È l’incubo di tutti i genitori: vedere il figlio uscire e avere il terrore che gli possa capitare qualcosa. Istintivamente ed egoisticamente lo si vorrebbe proteggere da tutto e da tutti. E all’inizio in molti fanno così: anni a fare i “tassisti” tra feste di compleanno e vacanze. Mattine con gli occhi gonfi dal sonno per accompagnarli sui campi di calcio o tennis di periferia, e notti con il pigiama sotto il cappotto per andarli a riprendere all’uscita da una discoteca pur di non lasciarli tornare in macchina chissà con chi.
Poi, arriva un momento in cui si cede giustamente alla consapevolezza che bisogna lasciare i nostri ragazzi liberi di spiccare il volo verso il futuro, di fare le proprie esperienze, anche i propri errori, ma di andare là fuori a prendersi la vita. E giù a raccomandazioni su chi frequentare, cosa bere, come comportarsi, «Telefona quando arrivi», «Manda un messaggino». Più o meno le stesse raccomandazioni ricevute dai nonni vent’anni prima.

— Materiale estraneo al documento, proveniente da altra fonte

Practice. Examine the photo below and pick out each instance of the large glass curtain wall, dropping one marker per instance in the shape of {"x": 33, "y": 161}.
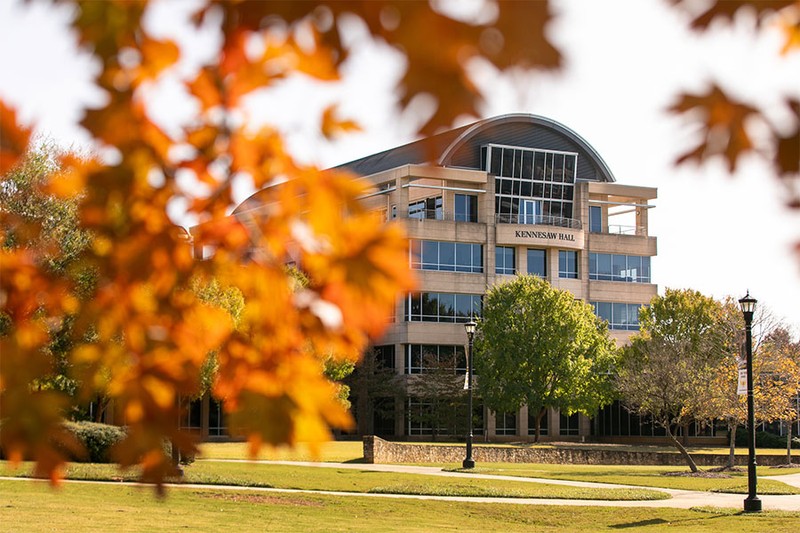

Ma non servono a niente, si sa.
E allora? E allora, al di là delle responsabilità penali di ogni caso, non c’è niente che si possa fare: si può morire anche solo passeggiando sul marciapiede. È il maledetto mistero della vita. Come ha scritto Giancarlo De Cataldo: «Vai a capire come e perché capita che, allo sparo dello starter, tutti si mettono a correre di gran lena, e poi solo pochi fortunati arrivano al traguardo». Non c’è niente che si possa fare e non c’è niente da capire. Lo sanno Paola e Luca, i genitori di Francesco. Lo sappiamo tutti noi. Ed è un incubo.